Of course, the next person in line to ascend the coveted throne of Olubadan is already known. It’s an open secret to Ibadan people that High Chief Owolabi Olakulehin is the next person to take the mantle.

The only thing left, however, is to make it official through a pronouncement by the Olubadan-in-Council and confirmation by the state government.

Olakulehin, the current Balogun of Ibadanland from Balogun (Military) line will be succeeding Oba Balogun who emerged from Otun (Civil) line. The same way Oba Balogun succeeded Oba Saliu Adetunji Aje Ogunguniso 1 from the Balogun Line.

Such is the uniqueness of the Obaship system of Ibadan as enshrined in the 1957 Olubadan Chieftaincy Declaration.

The system is widely adjudged the most organized and most peaceful succession process as far as kingship is concerned in Nigeria.

There is no blue blood in Ibadan, every son of the ancient city is a potential Olubadan. All it requires is for you to be nominated as Mogaji (Head) of your family then rise to the top of the ladder, either from Balogun (Military) line or Otun (Civil) line. Yes, it takes grace, longevity of life for one to become Olubadan as well.

From Balogun Line, there are 23 steps while we have 22 steps from the Otun Line. What it means is that as Mogaji one has to climb 23 ladders from Balogun Line and 22 from Otun Line before becoming Olubadan.

In Balogun Line after the first step which is Jagun, there are Ajia, Bada, Aare Onibon, Gbonnka, Aare Egbe-Omo, Oota, Laguna, Aare Ago, Ayingun, Asaaju, Ikolaba, Aare Alasa, Agba Akin, Ekefa, Maye, Abese, Ekarun Balogun, Ekerin Balogun, Asipa Balogun, Osi Balogun, Otun Balogun and Balogun.

From Otun Line, also known as Egbe Agba, we have Jagun, Ajia, Bada, Aare Onibon, Gbonnka, Aare Egbe-Omo, Oota, Laguna, Aare Ago, Ayingun, Asaju, Ikolaba, Aare Alasa, Agba Akin, Ekefa, Maye, Abese, Ekarun Olubadan, Ekerin Olubadan, Asipa Olubadan, Osi Olubadan and Otun Olubadan.

Meanwhile as smooth and organized as Ibadan Obaship rotational system appears, there has been pressure from a section of the town for the system to be reviewed. This school of thought believes the 1957 Olubadan Chieftaincy Declaration is outdated and needed to be revisited.

Those in support of the view want to see a younger Olubadan emerge rather than what is presently obtainable with the 1957 Declaration.

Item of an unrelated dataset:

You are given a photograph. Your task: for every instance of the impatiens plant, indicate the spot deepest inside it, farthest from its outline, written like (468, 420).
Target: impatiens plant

In fact, the late former governor Abiola Ajimobi made an attempt to review the process when he elevated some Baales and High Chiefs to the position of beaded crown wearing kings.

In his bid to reform the declaration in 2917, Ajimobi presented certificates and staff of office to 21 chiefs, who were among the 33 elevated to the status of kings, following the adoption of the recommendations of a judicial commission of inquiry earlier inaugurated by his administration.

According to Ajimobi, the reform was aimed at facilitating the development, modernisation and effectiveness of the traditional chieftaincy system in the ancient city in particular and across the state in general.

The move, however, didn’t go well with some people, especially the former governor of the state, High Chief Senator Rashidi Ladoja, the then Osi Olubadan and Oba Saliu Adetunji, the Olubadan at the time.

The whole thing led to a long legal battle before the present Governor, Engr Seyi Makinde reversed Ajimobi’s decision and withdrew the crowns of the elevated chiefs as part of condition for an out of court settlement.

Makinde has since approached the State Assembly to allow traditional heads to wear beaded crowns by amending section 28 of the Oyo State Chieftaincy Law 2023.

Thus allowing for the re-elevation of the 10 high chiefs of Olubadan-in-Council to kings status with the existing Obaship system intact.